Friday, January 18, 2013

Haunting the Eighteenth Hole

Col J.W. Mills - Taken the day he became an Ace at Guadalcanal 1942

Col. J. W. Mills 1981 - 2001
A story for my friend Mike Mills about his father a golfer whose children grew up as golf lovers. Like their father, they absolutely loved to play Pebble Beach.  Col Mills was a Marine Ace pilot at Guadalcanal. He retired to be a Mathematics teacher and golf coach for San Francisco State.

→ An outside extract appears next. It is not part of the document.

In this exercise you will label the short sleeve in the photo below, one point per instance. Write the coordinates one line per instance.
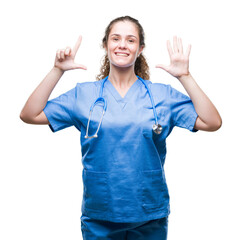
(59, 111)
(182, 110)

Colonel Mills was an ornery fellow
He rose through the ranks in the Corps,
A Marine of note and distinction
Whose passion in life was a ball.
He joined the Marines on an option
It was five years in clink or enlist,
He had stone-brained a street gang opponent,
He was savage, well! you get the gist.

When you join Semper Fi as a private
It’s not without lots of hard work
That you rise through the ranks to be Full Bird
And take playing golf as a perk.
He just loved the big open spaces
Like runways, groomed greens and the sky
And he wasn’t above getting liberally oiled
At the end of the day to get high.

He retired to a home with a fairway,
A driving range was his back yard,
He could simply turn out in the morning
And wack a few balls really hard.
Then sure that his form was still winning
He’d sally forth in his sleek Cadillac
To meet with his cronies and play a round,
And “hoist a few” on the way back.

But one day he missed his appointment
His pals on the links heard the gong,
They knew with the colonel not showing
That something was terribly wrong.
He’d played his life hard with a vengeance
But cancer had riddled his form
And it wasn’t long before family and friends
Would be laying him under the lawn.

But he wanted no plot for a internment
He’d rather it brief and serene
He asked that whatever they got in the pot
Was scattered around on a green.
Not just any green took his fancy
For hallowed ground he made his reach,
He asked that his sons take his ashes
And scatter them at Pebble Beach.

So his lads took a drive down to Carmel,
They booked for a round on the course
They made little mounds at the eighteen hole
And swung at the ashes full force.
Then satisfied with all their labor
They sauntered away full of mirth
Making a line for the club house
And a night of it with “Surf and Turf”.

Those boys knew his spirit would linger
Haunting where he loved to play,
Together they’d pulled off a fast one,
And no one could take that away.
Now they watch for the match shots together
With successive angles they each
Search for the face of their Pa in the crowd
By the eighteen hole at Pebble Beach.